Ultimately, it becomes clear that Christine’s actual son has been abducted and murdered and, as a result, Christine’s release is secured. After she leaves the institution, however, Christine takes great pains to ensure that others whose personalities have been marginalized through the socio-political engine of public perception do not also suffer the fate that has befallen her. In this regard, Christine’s subsequent efforts to secure the release of her fellow mental patients amount to an effort to vindicate the marginalized from the perceptions of their character that have been publicly attributed to them. But Christine’s work is not done, as she travels to visit her true son’s alleged killer, who himself has no need to mitigate public perceptions of is own personality, as what has been attributed to him is an accurate reflection of his personality. With no interest to alter the perception of his own character, Christine is unable to elicit information from the deranged child murderer. Nevertheless, the film ends on a hopeful note, with an escaped boy explaining that the real Walter did also escape and that he cannot confirm whether Walter was recaptured.

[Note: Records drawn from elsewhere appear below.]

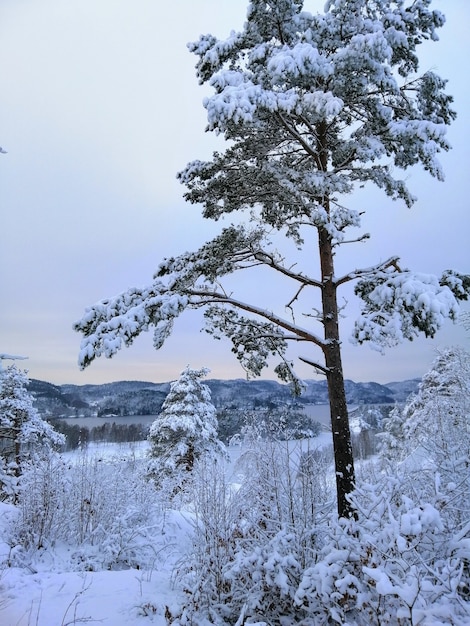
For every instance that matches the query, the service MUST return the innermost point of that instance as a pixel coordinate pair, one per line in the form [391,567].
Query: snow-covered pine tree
[185,430]
[24,435]
[312,106]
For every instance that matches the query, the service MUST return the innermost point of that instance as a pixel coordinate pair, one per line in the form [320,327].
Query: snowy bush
[104,511]
[252,543]
[396,564]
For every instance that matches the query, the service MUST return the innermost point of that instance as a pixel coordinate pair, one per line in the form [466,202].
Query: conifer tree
[186,429]
[24,435]
[312,107]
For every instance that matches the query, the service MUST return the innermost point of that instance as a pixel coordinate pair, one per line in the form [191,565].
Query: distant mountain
[145,398]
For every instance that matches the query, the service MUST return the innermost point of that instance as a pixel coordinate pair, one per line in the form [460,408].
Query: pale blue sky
[100,108]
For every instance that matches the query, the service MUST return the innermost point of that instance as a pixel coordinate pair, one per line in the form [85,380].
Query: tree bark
[344,461]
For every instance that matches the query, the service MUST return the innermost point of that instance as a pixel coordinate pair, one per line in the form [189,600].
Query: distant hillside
[145,398]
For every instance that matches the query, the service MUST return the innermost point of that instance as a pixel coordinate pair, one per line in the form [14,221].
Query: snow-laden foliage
[399,305]
[24,436]
[397,564]
[432,432]
[103,510]
[185,430]
[312,107]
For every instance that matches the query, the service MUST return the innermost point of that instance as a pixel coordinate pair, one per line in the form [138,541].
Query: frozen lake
[319,412]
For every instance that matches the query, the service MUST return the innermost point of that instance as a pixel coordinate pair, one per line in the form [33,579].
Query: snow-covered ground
[51,595]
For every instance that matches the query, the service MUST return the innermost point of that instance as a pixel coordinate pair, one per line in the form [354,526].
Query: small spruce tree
[24,435]
[186,429]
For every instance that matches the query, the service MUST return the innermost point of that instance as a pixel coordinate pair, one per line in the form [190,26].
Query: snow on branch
[400,305]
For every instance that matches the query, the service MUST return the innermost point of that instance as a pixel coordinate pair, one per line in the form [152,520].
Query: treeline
[80,436]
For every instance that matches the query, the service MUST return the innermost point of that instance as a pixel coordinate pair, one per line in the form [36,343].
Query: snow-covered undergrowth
[89,542]
[254,540]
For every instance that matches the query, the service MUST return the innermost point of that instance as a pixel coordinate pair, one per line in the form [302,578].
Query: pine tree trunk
[344,462]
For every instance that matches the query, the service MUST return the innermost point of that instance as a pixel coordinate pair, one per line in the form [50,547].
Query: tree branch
[268,260]
[317,366]
[212,297]
[392,262]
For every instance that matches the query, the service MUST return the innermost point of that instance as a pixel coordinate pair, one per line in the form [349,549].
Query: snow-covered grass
[39,587]
[45,592]
[253,540]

Given this, Christine is left with hope that her real Walter may yet be alive and may yet be found, just as her real character may yet be perceived in the proper light free of the socio-political manipulations undertaken by an authority with far broader access to the tool by which perception evolves into reality--the media.

In Changeling, Christine Collins is victimized not only by criminal behavior of the usual kind but also by socio-political criminality that pits perceptions of her own personality and character against the need of a political infrastructure to create an alternate perception so as to accommodate its long-term survival in the public eye. The media emerges as the vehicle through which this battle of perceptions plays out, with the far more resourceful LAPD exercising its personality in a manner that makes it impossible for Christine to vindicate her own. The film makes clear that there exists a culture of this kind of perception-based manipulation from which those prone to marginalization are susceptible. It becomes Christine’s task to cast off both her own falsely attributed traits and those of her fellow inmates in an effort to fundamentally alter the manner in which power structures--ones knowingly engaged in fraudulently-rooted efforts to create a public perception inconsistent with the reality of the personalities on the ground--are able to exercise disproportionate media access as a means of falsely attributing traits to those who threaten its livelihood.

Work Cited

Changeling. Dir. Clint Eastwood. Perf. Angelina Jolie, John Malkovich, Jeffery Donavan. Universal Pictures, 2008.